Police in Peru have fired tear gas and clashed with thousands of protesters angry at the authorities’ decision to pardon ex-President Alberto Fujimori.
“No to the pardon!” chanted crowds in the capital Lima, during a second day of unrest that began on Christmas Eve. President Pedro Pablo Kuczynski pardoned Fujimori on health grounds.
Mr Kuczynski acknowledged the anger at his decision but said he could not “allow Alberto Fujimori to die in prison”. Fujimori, who is serving 25 years for human rights abuses and corruption, was last week moved from jail to hospital. The former president has low blood pressure and an irregular heartbeat.
Mr Kuczynski denies pardoning Fujimori as part of a deal with his party last week to avoid his own impeachment, for allegedly receiving illegal payments from the Brazilian construction giant Odebrecht.
Two members of President Kuczynski’s party in the Peruvian Congress, Vicente Zeballos and Alberto de Belaunde, have resigned in protest at the pardon.
Meanwhile, supporters of the man who led Peru from 1990 to 2000 celebrated outside the city hospital where he was being treated.
He is admired by some Peruvians for combating Maoist rebels – but his critics considered him a corrupt dictator.
On Monday, his son Kenji tweeted a video of himself breaking the news of the pardon to his father in his hospital bed and wishing him a Merry Christmas.
A statement from President Kuczynski’s office said he had decided to grant a “humanitarian pardon to Mr Alberto Fujimori and seven other people in similar condition”, without naming the others.
Doctors, the statement added, had “determined that Mr Fujimori suffers from a progressive, degenerative and incurable illness and that prison conditions represent a grave risk to his life”.
In a following statement, Mr Kuczynski said: “I am convinced that those of us who consider ourselves democrats cannot allow Alberto Fujimori to die in prison.

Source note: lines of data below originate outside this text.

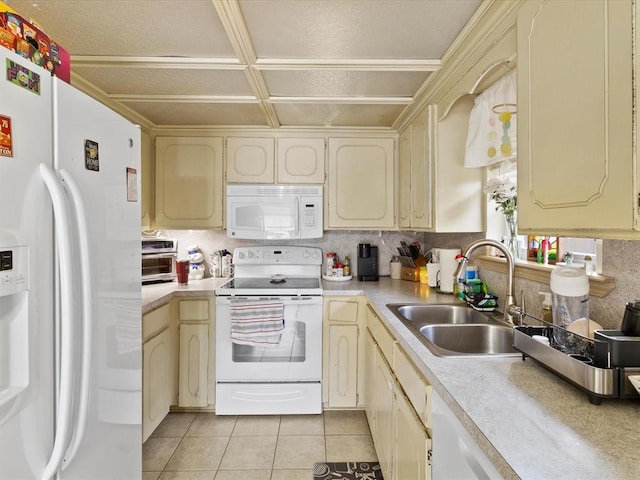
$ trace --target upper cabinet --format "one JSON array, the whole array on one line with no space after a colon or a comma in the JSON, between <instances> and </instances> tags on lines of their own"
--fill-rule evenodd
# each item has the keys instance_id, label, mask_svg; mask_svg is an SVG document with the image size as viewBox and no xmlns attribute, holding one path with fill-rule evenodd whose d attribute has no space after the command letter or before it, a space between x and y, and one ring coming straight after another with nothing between
<instances>
[{"instance_id":1,"label":"upper cabinet","mask_svg":"<svg viewBox=\"0 0 640 480\"><path fill-rule=\"evenodd\" d=\"M324 183L324 177L324 138L227 138L227 183Z\"/></svg>"},{"instance_id":2,"label":"upper cabinet","mask_svg":"<svg viewBox=\"0 0 640 480\"><path fill-rule=\"evenodd\" d=\"M639 236L632 3L518 11L521 233Z\"/></svg>"},{"instance_id":3,"label":"upper cabinet","mask_svg":"<svg viewBox=\"0 0 640 480\"><path fill-rule=\"evenodd\" d=\"M273 138L227 138L227 183L273 183Z\"/></svg>"},{"instance_id":4,"label":"upper cabinet","mask_svg":"<svg viewBox=\"0 0 640 480\"><path fill-rule=\"evenodd\" d=\"M404 230L484 230L483 169L464 167L473 97L460 97L438 121L427 106L400 134L399 227ZM437 140L436 140L437 139Z\"/></svg>"},{"instance_id":5,"label":"upper cabinet","mask_svg":"<svg viewBox=\"0 0 640 480\"><path fill-rule=\"evenodd\" d=\"M324 138L278 138L277 183L324 183Z\"/></svg>"},{"instance_id":6,"label":"upper cabinet","mask_svg":"<svg viewBox=\"0 0 640 480\"><path fill-rule=\"evenodd\" d=\"M223 226L223 156L219 137L156 137L157 227Z\"/></svg>"},{"instance_id":7,"label":"upper cabinet","mask_svg":"<svg viewBox=\"0 0 640 480\"><path fill-rule=\"evenodd\" d=\"M140 214L142 228L151 228L153 222L153 141L148 133L142 132L140 135L140 165L141 165L141 185L142 200L140 203Z\"/></svg>"},{"instance_id":8,"label":"upper cabinet","mask_svg":"<svg viewBox=\"0 0 640 480\"><path fill-rule=\"evenodd\" d=\"M394 139L329 138L326 228L395 227Z\"/></svg>"},{"instance_id":9,"label":"upper cabinet","mask_svg":"<svg viewBox=\"0 0 640 480\"><path fill-rule=\"evenodd\" d=\"M432 155L429 109L424 109L398 140L398 227L429 230L432 221Z\"/></svg>"}]
</instances>

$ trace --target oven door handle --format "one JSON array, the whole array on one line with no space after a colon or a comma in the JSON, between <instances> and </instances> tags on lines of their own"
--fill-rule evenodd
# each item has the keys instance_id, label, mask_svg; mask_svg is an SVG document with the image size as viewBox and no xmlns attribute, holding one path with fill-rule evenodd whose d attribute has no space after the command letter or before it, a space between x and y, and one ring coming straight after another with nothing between
<instances>
[{"instance_id":1,"label":"oven door handle","mask_svg":"<svg viewBox=\"0 0 640 480\"><path fill-rule=\"evenodd\" d=\"M287 295L286 297L249 297L249 296L218 296L216 297L216 302L221 305L231 305L232 303L238 302L267 302L267 301L278 301L282 302L285 306L287 305L314 305L314 304L322 304L322 297L319 295L310 296L310 295Z\"/></svg>"}]
</instances>

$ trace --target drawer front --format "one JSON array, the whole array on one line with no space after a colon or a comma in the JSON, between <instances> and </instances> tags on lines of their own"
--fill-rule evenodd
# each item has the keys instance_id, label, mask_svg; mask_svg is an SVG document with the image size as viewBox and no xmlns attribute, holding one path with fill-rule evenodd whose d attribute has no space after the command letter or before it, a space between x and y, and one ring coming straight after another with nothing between
<instances>
[{"instance_id":1,"label":"drawer front","mask_svg":"<svg viewBox=\"0 0 640 480\"><path fill-rule=\"evenodd\" d=\"M328 319L331 322L357 323L358 302L345 300L329 300Z\"/></svg>"},{"instance_id":2,"label":"drawer front","mask_svg":"<svg viewBox=\"0 0 640 480\"><path fill-rule=\"evenodd\" d=\"M180 300L180 321L209 320L209 300Z\"/></svg>"},{"instance_id":3,"label":"drawer front","mask_svg":"<svg viewBox=\"0 0 640 480\"><path fill-rule=\"evenodd\" d=\"M169 325L171 312L169 304L146 313L142 316L142 338L147 339L156 332Z\"/></svg>"},{"instance_id":4,"label":"drawer front","mask_svg":"<svg viewBox=\"0 0 640 480\"><path fill-rule=\"evenodd\" d=\"M371 307L367 307L367 327L375 338L376 343L382 350L387 362L393 368L393 345L395 340L382 324L382 320L378 317L378 314Z\"/></svg>"},{"instance_id":5,"label":"drawer front","mask_svg":"<svg viewBox=\"0 0 640 480\"><path fill-rule=\"evenodd\" d=\"M393 361L394 372L402 390L404 390L424 426L431 428L431 395L433 387L416 370L409 357L398 344L395 345Z\"/></svg>"}]
</instances>

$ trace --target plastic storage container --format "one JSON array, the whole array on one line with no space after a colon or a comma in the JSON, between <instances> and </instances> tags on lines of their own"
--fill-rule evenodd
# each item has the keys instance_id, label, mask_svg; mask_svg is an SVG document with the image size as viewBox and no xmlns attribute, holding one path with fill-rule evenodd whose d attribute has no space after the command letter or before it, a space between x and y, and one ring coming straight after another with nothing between
<instances>
[{"instance_id":1,"label":"plastic storage container","mask_svg":"<svg viewBox=\"0 0 640 480\"><path fill-rule=\"evenodd\" d=\"M589 319L589 278L583 269L554 268L550 287L554 325L567 328L578 319ZM556 341L560 347L568 347L567 338L563 335L559 335Z\"/></svg>"}]
</instances>

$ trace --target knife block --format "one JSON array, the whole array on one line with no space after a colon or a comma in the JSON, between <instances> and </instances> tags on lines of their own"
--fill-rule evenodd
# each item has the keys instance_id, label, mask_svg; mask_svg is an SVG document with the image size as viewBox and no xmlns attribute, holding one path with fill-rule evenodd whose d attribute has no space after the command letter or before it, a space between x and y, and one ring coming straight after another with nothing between
<instances>
[{"instance_id":1,"label":"knife block","mask_svg":"<svg viewBox=\"0 0 640 480\"><path fill-rule=\"evenodd\" d=\"M408 280L410 282L420 281L420 268L416 267L402 267L400 270L400 278L402 280Z\"/></svg>"},{"instance_id":2,"label":"knife block","mask_svg":"<svg viewBox=\"0 0 640 480\"><path fill-rule=\"evenodd\" d=\"M402 257L400 258L402 259ZM420 255L418 258L412 259L411 262L415 265L415 267L407 267L403 265L402 268L400 269L400 278L402 280L407 280L409 282L419 282L420 267L424 267L427 264L427 262L422 255Z\"/></svg>"}]
</instances>

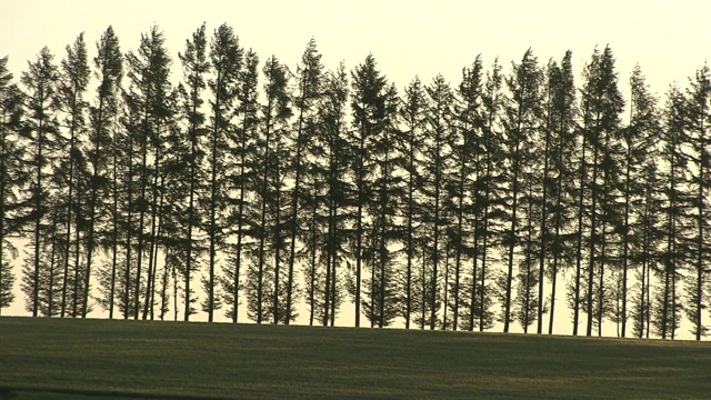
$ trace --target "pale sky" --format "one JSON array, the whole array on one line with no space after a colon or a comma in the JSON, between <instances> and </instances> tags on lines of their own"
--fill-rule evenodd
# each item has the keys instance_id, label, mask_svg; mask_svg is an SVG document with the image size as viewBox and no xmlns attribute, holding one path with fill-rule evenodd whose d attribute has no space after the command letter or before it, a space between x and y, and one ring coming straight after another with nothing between
<instances>
[{"instance_id":1,"label":"pale sky","mask_svg":"<svg viewBox=\"0 0 711 400\"><path fill-rule=\"evenodd\" d=\"M711 52L705 0L0 0L0 57L10 56L17 77L43 46L59 61L81 31L93 52L109 24L123 51L157 24L178 62L177 52L203 21L209 32L227 22L261 60L273 53L290 67L311 37L328 68L343 60L350 69L372 52L399 89L415 74L430 82L438 72L455 87L478 53L485 66L499 57L508 68L529 47L542 64L571 49L580 71L595 46L610 43L623 92L639 62L652 90L663 94L672 81L685 84Z\"/></svg>"},{"instance_id":2,"label":"pale sky","mask_svg":"<svg viewBox=\"0 0 711 400\"><path fill-rule=\"evenodd\" d=\"M113 26L126 52L136 50L141 32L157 24L173 58L172 79L178 80L177 53L186 40L203 21L210 34L227 22L260 60L273 53L292 69L311 38L329 69L341 60L351 69L372 53L402 93L414 76L429 83L438 72L457 87L462 68L479 53L487 69L499 57L508 71L529 47L541 64L572 50L579 84L593 49L609 43L622 92L628 96L628 79L639 62L661 97L674 81L685 87L688 77L710 58L709 16L707 0L0 0L0 57L10 56L9 68L19 79L43 46L59 63L64 47L83 31L93 58L96 42ZM19 268L16 273L19 281ZM558 298L555 331L569 333L570 313L563 310L563 296ZM22 313L23 304L18 292L3 314ZM350 310L346 306L341 316L350 317ZM687 336L684 328L680 333Z\"/></svg>"}]
</instances>

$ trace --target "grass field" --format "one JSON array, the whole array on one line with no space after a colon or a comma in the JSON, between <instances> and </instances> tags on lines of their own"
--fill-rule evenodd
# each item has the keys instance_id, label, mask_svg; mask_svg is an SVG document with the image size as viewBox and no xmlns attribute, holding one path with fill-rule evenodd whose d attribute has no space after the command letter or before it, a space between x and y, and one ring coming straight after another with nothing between
<instances>
[{"instance_id":1,"label":"grass field","mask_svg":"<svg viewBox=\"0 0 711 400\"><path fill-rule=\"evenodd\" d=\"M711 399L711 343L0 318L0 399Z\"/></svg>"}]
</instances>

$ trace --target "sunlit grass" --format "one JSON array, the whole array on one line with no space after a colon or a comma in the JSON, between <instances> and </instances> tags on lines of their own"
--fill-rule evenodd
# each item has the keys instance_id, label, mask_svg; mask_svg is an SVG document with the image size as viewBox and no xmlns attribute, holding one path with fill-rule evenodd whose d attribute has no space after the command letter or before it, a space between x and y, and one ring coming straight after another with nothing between
<instances>
[{"instance_id":1,"label":"sunlit grass","mask_svg":"<svg viewBox=\"0 0 711 400\"><path fill-rule=\"evenodd\" d=\"M711 343L0 318L0 399L709 399Z\"/></svg>"}]
</instances>

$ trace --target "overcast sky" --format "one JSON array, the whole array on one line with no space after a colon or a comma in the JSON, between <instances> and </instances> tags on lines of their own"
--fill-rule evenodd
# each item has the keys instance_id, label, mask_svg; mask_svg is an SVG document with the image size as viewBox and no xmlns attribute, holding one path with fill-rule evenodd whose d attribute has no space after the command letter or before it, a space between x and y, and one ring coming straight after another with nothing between
<instances>
[{"instance_id":1,"label":"overcast sky","mask_svg":"<svg viewBox=\"0 0 711 400\"><path fill-rule=\"evenodd\" d=\"M58 63L64 46L83 31L93 58L108 26L128 51L157 24L178 63L178 51L202 22L209 32L227 22L242 47L253 48L261 60L276 54L291 68L311 38L329 69L340 61L353 68L372 53L402 92L414 76L430 82L438 72L459 84L461 69L479 53L487 68L499 57L508 70L529 47L541 64L572 50L580 82L593 49L609 43L622 92L628 96L627 82L639 62L661 96L674 81L685 86L711 56L710 16L707 0L0 0L0 57L10 56L17 79L43 46ZM179 79L180 68L172 73ZM16 272L19 280L19 268ZM3 313L22 313L24 298L18 294ZM350 316L348 310L341 314ZM557 331L569 332L569 313L560 310L557 320Z\"/></svg>"}]
</instances>

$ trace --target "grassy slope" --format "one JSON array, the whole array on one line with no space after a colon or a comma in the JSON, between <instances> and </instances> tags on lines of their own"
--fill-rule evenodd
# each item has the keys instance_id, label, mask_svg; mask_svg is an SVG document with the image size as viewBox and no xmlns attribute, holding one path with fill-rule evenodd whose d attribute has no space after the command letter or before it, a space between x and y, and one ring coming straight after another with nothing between
<instances>
[{"instance_id":1,"label":"grassy slope","mask_svg":"<svg viewBox=\"0 0 711 400\"><path fill-rule=\"evenodd\" d=\"M0 399L3 390L13 399L709 399L711 343L0 318Z\"/></svg>"}]
</instances>

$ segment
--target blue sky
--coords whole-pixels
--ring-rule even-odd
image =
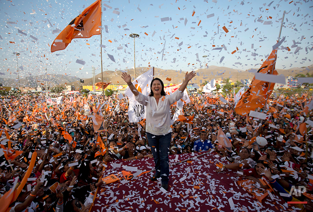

Justice is not vengeance. All pardons are by nature controversial. There is an important number of Peruvians who are opposed [to the pardon].
“My decision is especially complex and difficult, but it is my decision. I can not only be the president of those that voted for me, I need to be it for all Peruvians.”
The conservative Popular Force (FP) party, led by the former president’s daughter Keiko Fujimori, controls Congress and on Thursday tried to impeach President Kuczynski over a corruption scandal.
However, her brother Kenji split the FP vote, allowing the president to stay in power and prompting the accusation that Fujimori’s release had been promised in exchange.
“To save his own skin he [President Kuczynski] cut a deal with Fujimori’s supporters,” said leftist politician Veronika Mendoza, labelling the president’s decision as treason.
In 2007, he was sentenced to six years in jail for bribery and abuse of power, but two years later was sentenced to another 25 years in prison for human rights abuses committed during his time in office.
He was convicted of authorising killings carried out by death squads.
Protests erupted soon after news of the pardon came to light on Sunday, with many demonstrators waving pictures of victims of the counter-insurgency campaign.
“We believe the pardon was carried out in an illegal manner,” one unnamed protester told Reuters. “The medical report that supposedly sanctioned this was a fraud. The reality is that this sadly was a political agreement between the Fujimorists and the current government.”
Jose Miguel Vivanco, executive director of Human Rights Watch in the Americas, tweeted: “I regret Fujimori’s humanitarian pardon.
“Instead of reaffirming that in a state of law there is no special treatment for anyone, the idea that his liberation was a vulgar political negotiation in exchange for Pedro Pablo Kuczynski maintaining power will remain forever.”